Brockwell Park, London

Wide Awake has fast become a jewel in London’s day festival crown. 

This year’s edition returned to Brockwell Park with one of its most varied and genre-spanning line-ups yet. Acts ranged from indie rock guitar bands like Crumb and BODEGA to more experimental artists such as Charlotte Adigery and Eartheater, alongside a strong dance music contingent courtesy of OK Williams and Helena Hauff. It was nothing short of an enjoyable start to the 2024 festival season. The day was also refreshingly free from too many clashes, with headliners King Gizzard and the Lizard Wizard, Slowdive and Young Fathers all on at different times. Here are five performances we haven’t stopped thinking about. 

The Itch

Kicking things off nice and early in the Corsica Studios x DMY tent, The Itch ignited the crowd with a dose of rioutous synth pop. They might have only released their debut single, Ursula, a sprawling, glitching ode to Ursula K Le Guin, earlier this year, but the band have already built up quite a following. They played their only released track half way through the set so it was book-ended by unheard music that still managed to conjure a captivated response from the crowd. The tent was packed with eager listeners ready to get a taste of what the newcomer band will release next and, from the words on everyone’s lips as they spilled out from the tent, The Itch are one to watch. 

The Dare

The Moth Club x Wonderland tent was packed for a sweaty, sleazy set from New York indie sleaze revivalist The Dare. His set was stacked with a mix of unreleased tracks and much-loved bangers from last year’s The Sex EP, drawing on ‘00s nostalgia with a delivery that made it feel just as exciting and fresh as it would’ve done the first time around. While it was just The Dare’s Harrison Smith alone on stage with a keyboard and a backing track, he’s the very definition of a charismatic showman, flailing around the stage or frantically hitting a cymbal above his head as he yelps. The set reaches its chaotic climax as the crowd goes crazy to viral TikTok hit Girls to close out the show. 

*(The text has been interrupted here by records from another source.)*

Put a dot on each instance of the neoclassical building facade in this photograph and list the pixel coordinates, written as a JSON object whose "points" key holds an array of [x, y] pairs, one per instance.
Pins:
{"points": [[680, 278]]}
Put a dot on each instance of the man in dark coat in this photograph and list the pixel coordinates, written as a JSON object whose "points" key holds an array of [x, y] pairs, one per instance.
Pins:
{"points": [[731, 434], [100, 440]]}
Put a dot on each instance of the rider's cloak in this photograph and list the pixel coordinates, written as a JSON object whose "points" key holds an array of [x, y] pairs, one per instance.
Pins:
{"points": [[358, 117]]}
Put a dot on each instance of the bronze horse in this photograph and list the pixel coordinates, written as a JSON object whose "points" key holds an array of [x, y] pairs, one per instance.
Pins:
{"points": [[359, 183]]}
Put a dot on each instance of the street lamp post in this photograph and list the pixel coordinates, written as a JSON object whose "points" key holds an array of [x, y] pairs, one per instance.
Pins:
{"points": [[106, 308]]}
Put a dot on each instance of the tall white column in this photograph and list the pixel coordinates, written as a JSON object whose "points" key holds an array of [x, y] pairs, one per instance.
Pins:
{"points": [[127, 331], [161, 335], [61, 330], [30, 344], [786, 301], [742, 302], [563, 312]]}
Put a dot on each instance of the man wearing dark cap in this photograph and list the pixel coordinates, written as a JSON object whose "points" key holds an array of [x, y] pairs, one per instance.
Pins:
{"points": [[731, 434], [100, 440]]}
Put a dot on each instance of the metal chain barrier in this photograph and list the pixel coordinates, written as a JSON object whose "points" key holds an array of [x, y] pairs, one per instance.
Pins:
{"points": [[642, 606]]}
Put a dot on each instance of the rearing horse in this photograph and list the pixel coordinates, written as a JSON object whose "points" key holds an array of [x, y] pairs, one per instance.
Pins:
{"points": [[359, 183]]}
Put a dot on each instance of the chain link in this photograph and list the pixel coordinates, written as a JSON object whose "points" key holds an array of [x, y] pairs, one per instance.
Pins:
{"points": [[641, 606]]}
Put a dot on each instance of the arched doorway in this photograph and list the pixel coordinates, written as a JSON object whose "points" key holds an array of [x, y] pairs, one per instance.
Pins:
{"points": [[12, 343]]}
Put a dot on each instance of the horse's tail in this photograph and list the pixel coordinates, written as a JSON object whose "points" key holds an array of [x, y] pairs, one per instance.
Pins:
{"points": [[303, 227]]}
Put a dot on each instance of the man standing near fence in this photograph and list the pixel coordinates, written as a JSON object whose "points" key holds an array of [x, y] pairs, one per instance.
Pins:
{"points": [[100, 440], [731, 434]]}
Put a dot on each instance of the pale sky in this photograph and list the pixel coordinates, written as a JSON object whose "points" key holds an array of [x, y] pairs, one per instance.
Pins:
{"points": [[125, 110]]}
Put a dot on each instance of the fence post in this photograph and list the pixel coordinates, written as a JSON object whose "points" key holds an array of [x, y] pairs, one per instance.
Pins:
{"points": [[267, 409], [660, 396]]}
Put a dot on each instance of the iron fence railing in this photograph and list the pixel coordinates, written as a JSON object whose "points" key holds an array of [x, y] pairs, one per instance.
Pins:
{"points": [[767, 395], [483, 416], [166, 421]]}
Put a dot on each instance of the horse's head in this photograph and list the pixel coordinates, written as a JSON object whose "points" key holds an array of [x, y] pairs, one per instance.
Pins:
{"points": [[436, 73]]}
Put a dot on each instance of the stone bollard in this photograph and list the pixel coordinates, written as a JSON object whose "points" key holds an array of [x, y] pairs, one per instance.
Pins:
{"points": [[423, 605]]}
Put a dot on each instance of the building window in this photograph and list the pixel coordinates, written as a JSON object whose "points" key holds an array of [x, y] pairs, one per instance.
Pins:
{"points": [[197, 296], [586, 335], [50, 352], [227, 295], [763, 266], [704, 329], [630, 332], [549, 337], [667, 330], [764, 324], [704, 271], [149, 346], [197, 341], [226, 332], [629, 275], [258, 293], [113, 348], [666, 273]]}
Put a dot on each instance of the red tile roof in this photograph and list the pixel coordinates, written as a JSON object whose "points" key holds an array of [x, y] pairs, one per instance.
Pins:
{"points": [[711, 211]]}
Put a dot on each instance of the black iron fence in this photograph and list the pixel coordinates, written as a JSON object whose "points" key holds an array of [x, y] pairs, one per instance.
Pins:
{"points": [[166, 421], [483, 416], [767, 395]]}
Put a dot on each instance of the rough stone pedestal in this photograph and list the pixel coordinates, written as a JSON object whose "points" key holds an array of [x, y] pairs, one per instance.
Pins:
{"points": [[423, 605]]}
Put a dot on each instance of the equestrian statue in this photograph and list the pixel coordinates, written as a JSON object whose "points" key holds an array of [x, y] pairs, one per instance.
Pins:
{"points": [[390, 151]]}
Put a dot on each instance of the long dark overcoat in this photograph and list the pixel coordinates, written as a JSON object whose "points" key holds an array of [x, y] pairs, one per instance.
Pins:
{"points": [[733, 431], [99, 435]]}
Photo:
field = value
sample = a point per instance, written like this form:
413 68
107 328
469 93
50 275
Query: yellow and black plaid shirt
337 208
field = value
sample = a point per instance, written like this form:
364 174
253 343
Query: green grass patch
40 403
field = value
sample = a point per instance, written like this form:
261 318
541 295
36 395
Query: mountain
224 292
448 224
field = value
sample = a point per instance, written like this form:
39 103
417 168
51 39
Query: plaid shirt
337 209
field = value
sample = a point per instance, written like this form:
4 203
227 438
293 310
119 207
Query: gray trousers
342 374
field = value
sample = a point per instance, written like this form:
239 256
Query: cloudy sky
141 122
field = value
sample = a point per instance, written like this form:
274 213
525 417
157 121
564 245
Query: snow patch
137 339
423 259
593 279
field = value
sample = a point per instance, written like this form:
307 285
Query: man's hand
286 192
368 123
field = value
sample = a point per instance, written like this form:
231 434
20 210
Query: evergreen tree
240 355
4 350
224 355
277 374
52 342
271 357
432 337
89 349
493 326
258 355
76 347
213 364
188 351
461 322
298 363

Eartheater’s set might have been marred by sound difficulties at the start, but by the end, it was hard not to be captivated by her ethereal presence and powerful falsetto vocals. The experimental artist brought her dreamy art pop beats to the Moth Club x Wonderland tent to evoke an atmosphere that was entirely otherwordly. Her cheerful interactions with the crowd brought it back down to earth as she recommended the restaurant her cousin just opened in London or shared how she always stops to smell the flowers. Supersoaker is a highlight as Eartheater dances at the front of the stage while the crowd strain to hit the high notes as they sing along to every word. The set closes with some crowd surfing, but when most of the crowd were trying to film Eartheater on their phones instead of holding her up, she joked, “You Gen Zs don’t know how to crowd surf!”

Young Fathers

Young Fathers have long proven themselves to be one of the most exciting live bands going and their Wide Awake set is no different. The sun was still beaming down as they delivered their unrelentingly energetic performance. They opened with 2013’s confrontational rap track Queen Is Dead before bursting into a rousing rendition of GET UP to keep the crowd moving. The trio were complemented by a female vocalist who joined them onstage and matched the band’s bewitching presence, foregrounding the blaring sirens and thumping percussions. An exchange of energy happened as the band jumped about on stage, prompting the crowd to follow suit and resulting in one of the liveliest sets of the day. 


Beneath the fading sun, Slowdive delivered an enchanting set in front of some of the festival’s dreamiest visuals. It was a blissful daydream of swirling guitars and lush, layered soundscapes from the shoegaze legends. They performed a mesmerising rendition of When The Sun Hits that created a connective moment in the crowd. This was followed by a dreamlike cover of Syd Barrett’s Golden Hair to close out the set. The band may have had an understated presence onstage, but their Wide Awake set revealed their hazy sound to be just as immersive and compelling live as it is on record.